Food Allergies & Symptoms

Food Allergies

There are some foods that can cause cross reactions because the proteins in the food are similar to one or more of the proteins found in latex. These primarily include bananas, kiwi, avocados, chestnuts and mangos, although some studies are showing that there may be others. If a person is already allergic to one or more of these foods, the chance of developing a latex allergy increases. However, not everyone with a latex allergy has food allergies. Natural rubber latex contains over 200 proteins, of which 50 to 60 are known to cause reactions (Rolland & O'Hehir, 2008). Different people can be sensitized to different combinations of proteins. Studies have also shown that people allergic to latex may react to foods prepared by someone wearing latex gloves (Ameratunga, Ameratunga, Crooks, & Simmons, 2008).

What are the Symptoms of Latex Allergy?

General symptoms of latex allergy:

There are three general types of reactions associated with latex allergy, although they won't manifest the same way in everyone since people may not react to the same proteins.

1. Contact dermatitis is irritation at the site of contact caused by the powder added to gloves. Powdered gloves have an irritating alkaline pH, whereas powder-free gloves have a lower pH that is closer to that of skin. Studies have shown that an alkaline skin surface lasts long after the removal of powdered gloves. Dermatitis can also be caused by sweat on the hands while they're covered by gloves, and "mechanical" irritation from the powder rubbing on the skin. Usual symptoms include redness, scaling, and itching that disappear when the source is removed. This is not a latex allergy since it is not an immunological reaction and is not related to the latex proteins.

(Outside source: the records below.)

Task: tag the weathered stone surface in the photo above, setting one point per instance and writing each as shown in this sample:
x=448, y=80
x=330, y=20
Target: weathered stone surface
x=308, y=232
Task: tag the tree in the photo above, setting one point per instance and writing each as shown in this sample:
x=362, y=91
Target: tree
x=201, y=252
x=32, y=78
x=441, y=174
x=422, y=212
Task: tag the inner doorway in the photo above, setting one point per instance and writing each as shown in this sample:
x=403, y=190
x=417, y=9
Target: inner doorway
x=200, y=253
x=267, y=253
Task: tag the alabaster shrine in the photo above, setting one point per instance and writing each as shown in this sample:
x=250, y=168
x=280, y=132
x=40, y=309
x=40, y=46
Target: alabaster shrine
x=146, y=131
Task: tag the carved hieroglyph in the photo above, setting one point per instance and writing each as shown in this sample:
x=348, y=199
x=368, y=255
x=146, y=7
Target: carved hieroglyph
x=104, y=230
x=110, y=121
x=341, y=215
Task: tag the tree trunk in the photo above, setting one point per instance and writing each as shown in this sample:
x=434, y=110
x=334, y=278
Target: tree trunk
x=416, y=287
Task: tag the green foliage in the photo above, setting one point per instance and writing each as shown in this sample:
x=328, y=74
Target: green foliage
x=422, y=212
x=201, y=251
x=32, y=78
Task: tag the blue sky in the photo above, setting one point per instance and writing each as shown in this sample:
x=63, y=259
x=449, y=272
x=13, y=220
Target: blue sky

2. Type IV hypersensitivity is a cell-mediated allergic reaction to the chemicals (mostly accelerators) used in processing, but not to the latex itself. These chemicals can be airborne by the powder used in gloves. Thiurams have been identified as the main source of reaction, but as this chemical is no longer used by most manufacturers, the incidence of this type of reaction may start to decrease. The reaction is delayed for 24 to 48 hours after exposure and includes redness, itching, localized swelling, hives, red and itchy eyes, runny nose, and coughing. Repeated exposure causes the symptoms to arise faster and persist longer. Often, symptoms occur at work and disappear at home. While this is not a reaction to latex either, it does predispose the person to progressing to a true latex allergy.

3. Type I hypersensitivity is an immediate IgE-mediated response that can be life threatening. This is a true latex allergy, caused by histamine release upon exposure to latex. Latex proteins bind to glove powder and become aeroallergens when the powder is released, thus inducing respiratory symptoms as well as skin reactions. Glove powder has been found in the air for up to 12 hours after release, so a sensitized person can react hours after the actual gloves were used. The latex proteins are also water-soluble and are easily absorbed through the skin. It's estimated that 16.9% of all anaphylactic reactions during surgery are related to latex allergy (Reisacher, 2008). These reactions are frequently termed "anesthesia accidents." The risk of anaphylaxis caused by latex allergy is even higher in children with spina bifida. Symptoms of a Type I reaction include difficulty breathing (from bronchospasm or airway swelling), increased heart rate, hypotension, hives, nausea or abdominal cramping, dizziness, or respiratory and/or cardiac arrest. Chronic asthma is also a frequent result of Type I hypersensitivity.